Failure to Train Staff on Recognition and Reporting of Resident-to-Resident Abuse
Penalty
Summary
The deficiency involves the facility’s failure to ensure all staff received adequate training on the recognition, prevention, and reporting of all forms of abuse, including resident-to-resident abuse, as required by Federal regulations. Surveyors reviewed an interdisciplinary note for one resident dated 2/7/2026, which documented that this resident was punched in the face by another resident, resulting in a 1.2 cm laceration to the right upper eyebrow that required medical attention. The note further documented that the resident who did the punching told staff, “I punched him early in the morning because he tried to have sex with me,” indicating an alleged attempted sexual contact and a physical assault between residents. During interviews, multiple staff members demonstrated that they did not recognize resident-to-resident physical or sexual incidents as abuse. One RN stated he received annual abuse training that covered only staff-to-resident abuse, reporting, and prevention. Another RN described finding dried blood above a resident’s right eyebrow, being told by that resident that another resident had punched him while he was sleeping, and then being told by the alleged aggressor that he hit the resident because the resident wanted to have sex with him. This RN characterized the incident as a physical altercation rather than abuse and did not consider the allegation of attempted sexual contact to be sexual assault or abuse, despite confirming he had received annual abuse training.
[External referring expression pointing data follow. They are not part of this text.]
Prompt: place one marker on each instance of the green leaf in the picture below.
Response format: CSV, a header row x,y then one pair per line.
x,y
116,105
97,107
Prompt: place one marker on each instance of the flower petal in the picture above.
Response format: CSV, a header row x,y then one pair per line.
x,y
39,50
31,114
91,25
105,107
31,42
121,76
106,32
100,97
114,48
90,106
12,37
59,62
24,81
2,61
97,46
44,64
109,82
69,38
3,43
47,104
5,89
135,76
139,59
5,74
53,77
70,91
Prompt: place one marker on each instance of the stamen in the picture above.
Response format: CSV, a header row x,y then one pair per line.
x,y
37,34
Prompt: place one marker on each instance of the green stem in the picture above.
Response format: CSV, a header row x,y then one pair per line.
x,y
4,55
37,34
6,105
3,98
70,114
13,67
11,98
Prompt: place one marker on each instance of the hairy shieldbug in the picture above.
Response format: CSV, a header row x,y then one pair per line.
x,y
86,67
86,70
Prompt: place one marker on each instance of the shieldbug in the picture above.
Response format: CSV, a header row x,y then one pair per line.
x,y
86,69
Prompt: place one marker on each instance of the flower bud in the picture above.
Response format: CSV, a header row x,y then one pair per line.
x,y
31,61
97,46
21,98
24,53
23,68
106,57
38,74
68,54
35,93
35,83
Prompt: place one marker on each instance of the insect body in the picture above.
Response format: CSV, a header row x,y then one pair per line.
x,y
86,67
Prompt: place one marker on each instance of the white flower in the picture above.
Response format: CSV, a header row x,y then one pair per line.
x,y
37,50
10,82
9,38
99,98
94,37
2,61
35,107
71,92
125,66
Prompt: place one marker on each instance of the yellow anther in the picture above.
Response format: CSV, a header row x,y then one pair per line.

Additional interviews with the Registered Nurse Shift Lead, the Program Director, and the Nursing Coordinator showed a consistent belief that only staff-to-resident physical or sexual assault constituted abuse and that residents could not be perpetrators of abuse. Review of the facility’s abuse training materials and policies showed that the definitions of physical, psychological, verbal, and sexual abuse were limited to actions by “someone other than another patient,” and sexual abuse was defined in terms of employee conduct or employee allowance of sexual contact between patients. These policy definitions and training content excluded resident-to-resident abuse, contributing directly to staff’s inability to recognize and report the resident-to-resident physical and alleged sexual assault as abuse for two sampled residents.